Why ‘John Wick: Chapter 2’ isn’t nearly as wicked as the original

In “John Wick: Chapter 2,” the international superkiller wears black turtlenecks straight out of L’Uomo Vogue, has a tattoo in Latin and calls his gun dealer his “sommelier.” He’s the world’s most pretentious hit man.Hence the “chapter”...

Why ‘John Wick: Chapter 2’ isn’t nearly as wicked as the original

In “John Wick: Chapter 2,” the international superkiller wears black turtlenecks straight out of L’Uomo Vogue, has a tattoo in Latin and calls his gun dealer his “sommelier.” He’s the world’s most pretentious hit man.

Hence the “chapter” in the title, as though anyone will confuse this packet of chase-and-shoot with literature. Keanu Reeves sure is a strange choice when pretension is your thing, though: All these years later and he still delivers each sentence with a slight head spasm, as though an invisible puppeteer has to jerk the words out of him.

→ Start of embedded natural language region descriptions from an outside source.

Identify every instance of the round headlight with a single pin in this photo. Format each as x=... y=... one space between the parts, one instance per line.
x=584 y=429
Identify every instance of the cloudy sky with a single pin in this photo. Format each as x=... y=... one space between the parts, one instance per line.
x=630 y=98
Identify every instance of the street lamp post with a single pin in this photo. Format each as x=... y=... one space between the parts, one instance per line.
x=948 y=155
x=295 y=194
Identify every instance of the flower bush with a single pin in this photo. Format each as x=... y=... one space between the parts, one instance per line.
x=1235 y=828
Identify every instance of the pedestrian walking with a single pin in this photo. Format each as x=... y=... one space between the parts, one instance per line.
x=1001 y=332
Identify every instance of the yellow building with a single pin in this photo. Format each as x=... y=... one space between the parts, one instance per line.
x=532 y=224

Or maybe he just can’t believe the movie he’s in — the kind of flick where someone hires you to kill his sister, then tries to kill you because you refused, then tries to kill you because you obeyed.

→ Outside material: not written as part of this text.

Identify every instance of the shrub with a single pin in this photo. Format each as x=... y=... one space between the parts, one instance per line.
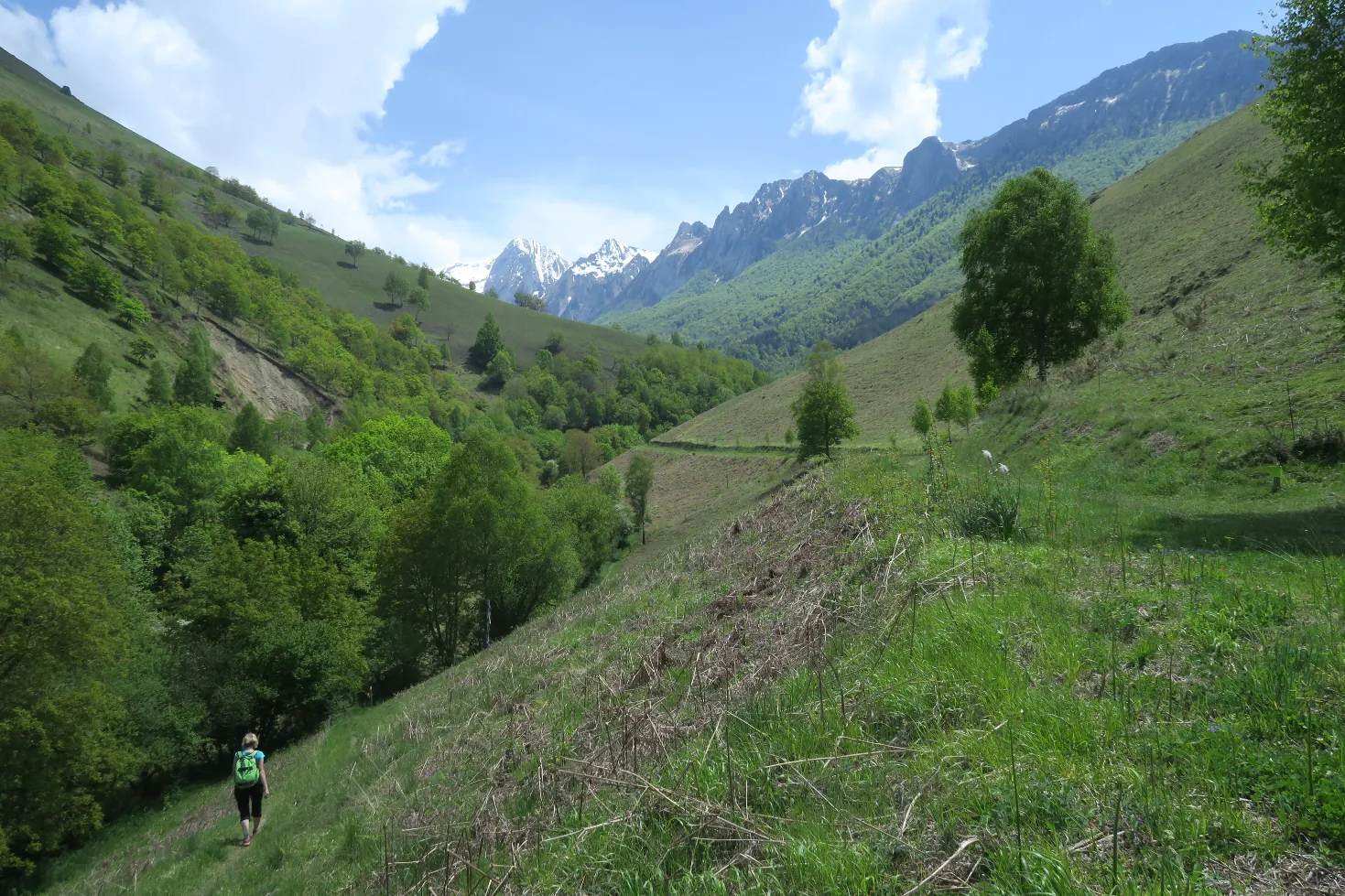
x=992 y=513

The makers of “JW:C2,” which was directed by Chad Stahelski (who created much of the stunt action in “The Matrix”), call their gun fights “gun fu” and their car chases “car fu” but didn’t work much on their plot fu, which depends heavily on some balderdash involving the rules of a swanky global assassins club called Il Continentale. Wick is a former member who must honor its code by carrying out one last hit. There’s no killing on club property, so, naturally, when Wick and his foil Cassian (Common) are busy trying to slaughter each other in Il Continentale’s Rome outpost, they take a break and buy each other a drink.

John spends the movie killing the club-linked hoods, then discovers there’s a $7 million bounty on his head that, in an amusing New York scene, results in an alert that inspires every hobo and street musician to take a crack at killing him. No matter: He wears the world’s first fashion-forward bulletproof suit, so naturally everyone extends him the courtesy of not shooting him in the face, and no one else has any kind of defenses, unless you count leaping suddenly into the path of his bullets. I’ve met blades of grass that put up more resistance to the average lawnmower.

The first “John Wick” was taut and nasty, a potent slug of B-movie. This one is so enamored of its own extravagance that, on more than one occasion, I was reminded of “Zoolander 2.” According to press notes, there are 141 Wick victims all told — and the fact that this movie thinks “quantity of killing” is a major selling point tells you a lot. By that logic, the story of a guy, an ant infestation and a can of Raid would be irresistible.